Today’s schedule: During the European day, we get the final GDP figures for Q3 from several countries. In France and the UK, the final Q3 GDP data are expected to confirm the preliminary growth figures. Following the concerns from the BoE MPC members over the heightened risk on growth in the Dec. meeting minutes, we could see a decline in the final Q3 growth rate. This could prove GBP-negative.

In Norway, the AKU unemployment rate for October is forecast to have remained unchanged at 3.7%. The official unemployment rate for the same month had remained unchanged, thus the possibility for a positive surprise is limited which could keep NOK under selling pressure.

We have a very busy day in the US with several important figures expected to show strong growth, which may boost the dollar. The 3rd estimate of Q3 GDP is expected to show that the US economy expanded at a faster pace than initially estimated. The 3rd estimate of the core personal consumption index, the Fed’s favorite inflation measure, is forecast to have remained unchanged from the 2nd estimate. The monthly rate of the core PCE and PCE deflator for November are also coming out and the forecast is for both to decelerate a bit. Durable goods orders for November are forecast to be good: the headline figure is expected to accelerate, while the figure excluding transportation equipment is estimated to rebound from the previous month. Personal income and personal spending for November are also expected to accelerate, adding to the overall positive data.

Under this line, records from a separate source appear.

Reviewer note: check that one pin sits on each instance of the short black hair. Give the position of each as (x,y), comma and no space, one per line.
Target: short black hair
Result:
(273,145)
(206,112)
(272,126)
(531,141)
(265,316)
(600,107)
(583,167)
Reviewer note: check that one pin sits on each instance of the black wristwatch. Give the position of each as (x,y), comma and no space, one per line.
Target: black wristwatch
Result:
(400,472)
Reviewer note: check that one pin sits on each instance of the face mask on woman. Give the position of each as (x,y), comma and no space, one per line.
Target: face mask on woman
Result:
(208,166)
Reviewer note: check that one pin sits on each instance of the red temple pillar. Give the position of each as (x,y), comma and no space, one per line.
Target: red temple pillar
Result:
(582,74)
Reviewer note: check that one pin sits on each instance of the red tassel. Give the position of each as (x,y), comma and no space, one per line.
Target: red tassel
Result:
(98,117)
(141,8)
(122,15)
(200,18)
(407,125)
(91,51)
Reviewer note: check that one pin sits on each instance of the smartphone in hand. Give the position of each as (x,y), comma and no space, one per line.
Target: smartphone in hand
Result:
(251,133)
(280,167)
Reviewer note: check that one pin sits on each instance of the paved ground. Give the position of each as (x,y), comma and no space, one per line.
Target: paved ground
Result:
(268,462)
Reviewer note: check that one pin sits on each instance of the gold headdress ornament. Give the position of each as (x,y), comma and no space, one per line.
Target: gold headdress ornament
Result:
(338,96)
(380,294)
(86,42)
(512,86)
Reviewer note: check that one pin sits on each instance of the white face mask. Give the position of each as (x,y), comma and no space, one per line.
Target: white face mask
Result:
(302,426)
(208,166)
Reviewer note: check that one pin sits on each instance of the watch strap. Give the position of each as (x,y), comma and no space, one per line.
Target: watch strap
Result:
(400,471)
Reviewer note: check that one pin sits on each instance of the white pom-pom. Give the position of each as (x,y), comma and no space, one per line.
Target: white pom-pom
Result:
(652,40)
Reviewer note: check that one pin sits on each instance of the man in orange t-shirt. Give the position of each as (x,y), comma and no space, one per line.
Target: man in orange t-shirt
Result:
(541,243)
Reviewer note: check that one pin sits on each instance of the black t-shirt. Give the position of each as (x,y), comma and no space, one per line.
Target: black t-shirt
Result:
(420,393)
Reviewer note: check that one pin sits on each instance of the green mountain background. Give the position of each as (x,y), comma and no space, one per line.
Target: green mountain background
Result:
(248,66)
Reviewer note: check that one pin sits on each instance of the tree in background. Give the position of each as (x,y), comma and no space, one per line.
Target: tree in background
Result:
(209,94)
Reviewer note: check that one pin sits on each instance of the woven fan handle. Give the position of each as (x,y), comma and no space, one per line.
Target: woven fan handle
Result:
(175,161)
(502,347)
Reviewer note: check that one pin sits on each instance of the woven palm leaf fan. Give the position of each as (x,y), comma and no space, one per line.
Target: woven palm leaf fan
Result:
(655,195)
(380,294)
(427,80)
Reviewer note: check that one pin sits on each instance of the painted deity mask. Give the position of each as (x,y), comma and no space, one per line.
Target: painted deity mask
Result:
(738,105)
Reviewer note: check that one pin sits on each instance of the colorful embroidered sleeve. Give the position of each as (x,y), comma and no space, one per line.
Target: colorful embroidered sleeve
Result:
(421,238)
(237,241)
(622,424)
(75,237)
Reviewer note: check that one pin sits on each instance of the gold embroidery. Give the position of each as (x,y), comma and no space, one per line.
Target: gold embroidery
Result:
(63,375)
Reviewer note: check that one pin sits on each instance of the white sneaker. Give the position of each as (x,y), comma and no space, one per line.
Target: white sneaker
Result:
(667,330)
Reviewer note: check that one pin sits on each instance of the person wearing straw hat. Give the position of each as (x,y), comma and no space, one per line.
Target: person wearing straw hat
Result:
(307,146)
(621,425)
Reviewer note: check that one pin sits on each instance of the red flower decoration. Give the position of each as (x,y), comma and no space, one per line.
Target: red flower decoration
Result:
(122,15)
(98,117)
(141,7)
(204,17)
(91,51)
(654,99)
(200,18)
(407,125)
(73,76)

The Richmond Fed manufacturing index and the final University of Michigan confidence index, both for December are also coming out. The Federal Housing Finance Agency (FHFA) home price index for October and new home sales for November are likely to show that the housing sector is on a strong path. Overall, the strong data are probably going to show that the US economy is on a strong path. This is likely to keep the USD supported and confidence up.

Canada’s GDP for October is also due out.

On Tuesday Greece holds the second round of its Presidential election. Last week, the government’s candidate got only 160 votes, far below the 200 needed to win. He’s likely to lose today’s vote as well. The focus is therefore on the Dec. 29th vote when he only needs 180 votes to win and thereby avert a general election.